Neuromatch Academy Deep Learning 2021 project by Maryam Faramarzi, Siobhan Hall, Máté Mohácsi, Pablo Oyarzo, Jonathan Reus and Katherine Baquero
Special credit to our TAs: Pedro F da Costa and Beatrix BenkÅ
During the last decade CNNs have become increasingly powerful as models for computer vision. Their development has been carried conjointly with the exploration of their internal informational structure (1) and feature-inference processes. One of these approaches known as “dreaming”, initially developed by Google (2), has proven to be an effective method to maximize features and to take convolutional neural networks to the territory of stimuli generation. In this work, we ask how audible waveforms can be reconstructed from features by exploring dreaming algorithms as a method. This method has the capacity to work as an introspective technique for understanding internal network representations, as well as potentially acting as a generative approach for novel audio output. CNNs have been used to achieve state-of-the-art performance classifying music genres from (Mel Scale) spectrograms (3), thus we choose to explore the problem of music genre classification as a starting point for exploring internal representations.
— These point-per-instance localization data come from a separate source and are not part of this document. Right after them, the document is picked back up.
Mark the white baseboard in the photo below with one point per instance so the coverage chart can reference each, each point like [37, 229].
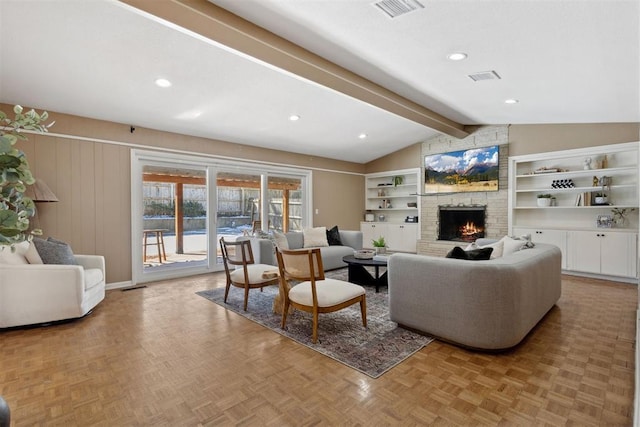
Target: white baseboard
[637, 376]
[632, 280]
[118, 285]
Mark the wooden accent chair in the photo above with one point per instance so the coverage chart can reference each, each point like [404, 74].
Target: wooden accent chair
[315, 294]
[250, 275]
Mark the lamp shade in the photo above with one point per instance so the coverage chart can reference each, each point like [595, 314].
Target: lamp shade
[40, 192]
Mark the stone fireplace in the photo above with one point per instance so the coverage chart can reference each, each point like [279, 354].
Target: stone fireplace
[461, 223]
[493, 204]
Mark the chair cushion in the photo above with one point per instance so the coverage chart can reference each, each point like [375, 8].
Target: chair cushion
[330, 292]
[92, 277]
[255, 273]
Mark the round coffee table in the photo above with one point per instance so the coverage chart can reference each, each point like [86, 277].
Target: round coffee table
[360, 275]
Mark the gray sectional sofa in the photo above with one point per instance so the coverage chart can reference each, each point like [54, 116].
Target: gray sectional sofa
[488, 305]
[331, 255]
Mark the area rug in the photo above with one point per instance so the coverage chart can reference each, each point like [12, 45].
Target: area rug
[341, 336]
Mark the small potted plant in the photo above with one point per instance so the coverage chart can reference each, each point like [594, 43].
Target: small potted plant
[545, 199]
[398, 180]
[380, 245]
[600, 199]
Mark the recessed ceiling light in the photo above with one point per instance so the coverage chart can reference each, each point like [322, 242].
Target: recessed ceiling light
[163, 83]
[457, 56]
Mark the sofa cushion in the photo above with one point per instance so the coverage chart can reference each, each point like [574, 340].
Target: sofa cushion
[92, 277]
[333, 236]
[315, 237]
[15, 254]
[280, 239]
[54, 252]
[480, 254]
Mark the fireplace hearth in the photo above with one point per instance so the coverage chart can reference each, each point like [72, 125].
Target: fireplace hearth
[461, 223]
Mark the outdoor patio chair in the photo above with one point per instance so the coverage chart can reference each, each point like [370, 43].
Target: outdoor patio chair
[315, 294]
[246, 274]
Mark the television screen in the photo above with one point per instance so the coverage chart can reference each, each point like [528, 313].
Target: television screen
[475, 169]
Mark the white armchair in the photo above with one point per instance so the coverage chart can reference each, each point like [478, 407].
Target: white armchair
[41, 293]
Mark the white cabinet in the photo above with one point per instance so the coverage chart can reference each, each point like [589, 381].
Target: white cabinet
[603, 252]
[371, 231]
[392, 198]
[552, 237]
[574, 178]
[399, 237]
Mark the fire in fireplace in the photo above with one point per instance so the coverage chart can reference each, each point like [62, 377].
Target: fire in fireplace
[461, 223]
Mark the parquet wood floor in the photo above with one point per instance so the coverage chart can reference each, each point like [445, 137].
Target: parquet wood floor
[164, 356]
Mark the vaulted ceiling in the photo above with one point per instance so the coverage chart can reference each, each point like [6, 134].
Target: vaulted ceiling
[346, 68]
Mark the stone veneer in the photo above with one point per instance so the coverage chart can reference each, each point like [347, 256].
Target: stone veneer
[496, 224]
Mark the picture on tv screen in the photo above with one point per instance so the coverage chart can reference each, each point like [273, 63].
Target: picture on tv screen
[475, 169]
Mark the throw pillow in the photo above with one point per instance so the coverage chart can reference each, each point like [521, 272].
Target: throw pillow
[315, 237]
[53, 251]
[498, 248]
[511, 245]
[280, 240]
[333, 237]
[481, 254]
[32, 255]
[527, 241]
[14, 254]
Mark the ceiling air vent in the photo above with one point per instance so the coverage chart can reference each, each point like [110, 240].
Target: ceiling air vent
[484, 75]
[395, 8]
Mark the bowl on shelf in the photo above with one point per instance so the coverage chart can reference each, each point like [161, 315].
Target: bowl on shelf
[364, 254]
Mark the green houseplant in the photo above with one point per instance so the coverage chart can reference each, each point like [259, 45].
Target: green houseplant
[15, 175]
[380, 245]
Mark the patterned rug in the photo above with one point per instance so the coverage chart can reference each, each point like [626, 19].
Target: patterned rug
[341, 336]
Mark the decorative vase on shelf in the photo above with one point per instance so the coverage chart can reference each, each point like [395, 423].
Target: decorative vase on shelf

While most literature on CNN-based music genre classifiers use Mel-scale Spectrograms, this audio representation can be potentially limiting in the specific situation of deep dreaming on spectrograms, where the end goal is to reconstruct an audible time-domain waveform. It is for this reason we investigated the following audio transforms: Short-Time-Fourier Transforms (STFTs) and Mel-spectrograms. These will be collectively referred to as Spectrograms throughout.
- To determine if audible waveforms can be reconstructed using the "dreaming" process from features learned by a convolutional neural network.
- To investigate the best approach to training a classifier as well as choosing the type of audio data transform that can be reconverted to music once “dreamed” upon.
- 1000 audio tracks (length: 30 seconds; 22050 Hz Mono 16-bit audio files in .wav format)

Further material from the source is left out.